For those of us in our mid 20s, it may seem like Tim Kasher has been thrashing around forever over issues of responsibility and commitment—at least since the overwrought chamber drama of Cursive’s Domestica, where grownup issues were handled with adolescent fatalism. Ten years later, as kids weaned on his band’s music begin to face these kind of adult problems themselves, Kasher’s solo debut finds him plugging away at these same themes, without any appreciable increase in sophistication.
In the early years of the aughts, Cursive and Bright Eyes acted as Saddle Creek’s hysterical standard-bearers, shaping searing, often-whiny angst into high-concept packages. Efforts like Lifted and The Ugly Organ were tortured howls tailor-made for teenage consumption—wry, angry albums which made a spectacle of their callowness. In the years since, Conor Oberst has at least made a cursory attempt to grow up. Kasher, who’s material seemed beyond his experience in his mid 20s, now finds himself sounding a little too old for this kind of uncertainty, bemoaning the trials and tribulations of monogamy as if he hadn’t been over these topics before.
Rather than progress, he slinks off once again into concept-album territory, presenting the institutions of marriage and suburbia as hollow constructs to be superficially explored. Just as 2006’s Happy Hollow attempted to fake development by tackling issues of politics and religion, The Game of Monogamy employs intellectual embellishments, but little actual content. Trying to sneak in the back way, it establishes an air of seriousness through string sections and instrumental suites, even as Kasher flails about melodramatically on songs like “A Grown Man,” noting that “a grown man’s got a big responsibility.”
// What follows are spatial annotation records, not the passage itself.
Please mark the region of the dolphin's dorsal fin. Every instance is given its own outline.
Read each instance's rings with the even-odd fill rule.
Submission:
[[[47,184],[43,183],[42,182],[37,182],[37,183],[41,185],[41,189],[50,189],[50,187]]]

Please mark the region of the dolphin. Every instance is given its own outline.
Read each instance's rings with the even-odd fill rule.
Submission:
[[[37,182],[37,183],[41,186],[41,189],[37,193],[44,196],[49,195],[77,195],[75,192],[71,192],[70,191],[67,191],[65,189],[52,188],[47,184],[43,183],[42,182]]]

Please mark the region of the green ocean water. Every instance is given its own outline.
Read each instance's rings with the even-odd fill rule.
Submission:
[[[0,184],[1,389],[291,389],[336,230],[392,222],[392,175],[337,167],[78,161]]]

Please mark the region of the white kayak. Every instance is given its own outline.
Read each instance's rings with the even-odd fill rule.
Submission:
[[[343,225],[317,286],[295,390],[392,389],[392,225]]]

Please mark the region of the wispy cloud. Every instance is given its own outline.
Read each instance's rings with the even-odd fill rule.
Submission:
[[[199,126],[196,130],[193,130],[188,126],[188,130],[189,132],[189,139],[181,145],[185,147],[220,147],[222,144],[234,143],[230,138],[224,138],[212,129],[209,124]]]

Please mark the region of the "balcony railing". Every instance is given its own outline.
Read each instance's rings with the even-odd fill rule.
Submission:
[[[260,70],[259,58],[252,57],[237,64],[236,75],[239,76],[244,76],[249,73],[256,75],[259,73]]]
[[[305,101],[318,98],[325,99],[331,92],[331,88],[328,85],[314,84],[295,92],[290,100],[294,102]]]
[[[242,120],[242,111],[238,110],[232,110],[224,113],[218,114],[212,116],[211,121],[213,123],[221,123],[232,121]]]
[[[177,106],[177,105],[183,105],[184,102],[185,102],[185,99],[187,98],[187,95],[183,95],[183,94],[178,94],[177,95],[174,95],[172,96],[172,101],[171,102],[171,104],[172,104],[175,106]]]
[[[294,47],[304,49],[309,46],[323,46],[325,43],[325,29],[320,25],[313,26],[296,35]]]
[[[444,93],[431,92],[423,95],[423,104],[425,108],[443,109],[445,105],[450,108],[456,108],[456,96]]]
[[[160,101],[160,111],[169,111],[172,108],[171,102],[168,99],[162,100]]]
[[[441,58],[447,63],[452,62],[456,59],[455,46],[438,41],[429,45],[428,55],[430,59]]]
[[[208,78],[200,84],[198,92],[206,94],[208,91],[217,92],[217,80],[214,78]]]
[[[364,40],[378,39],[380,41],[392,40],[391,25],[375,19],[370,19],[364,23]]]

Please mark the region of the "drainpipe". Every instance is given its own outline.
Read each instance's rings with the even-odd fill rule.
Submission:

It’s at times shocking how off-key the album actually is. The music switches between dry and histrionic. The lyrics are flat and repetitive. The horn section, which takes over various songs, roundly flubs its parts, at worst sounding like an unpracticed third-wave ska band, at best like a bland Sufjan Stevens rip-off. Weak all around, The Game of Monogamy clearly defines the difference between a niche and a hole.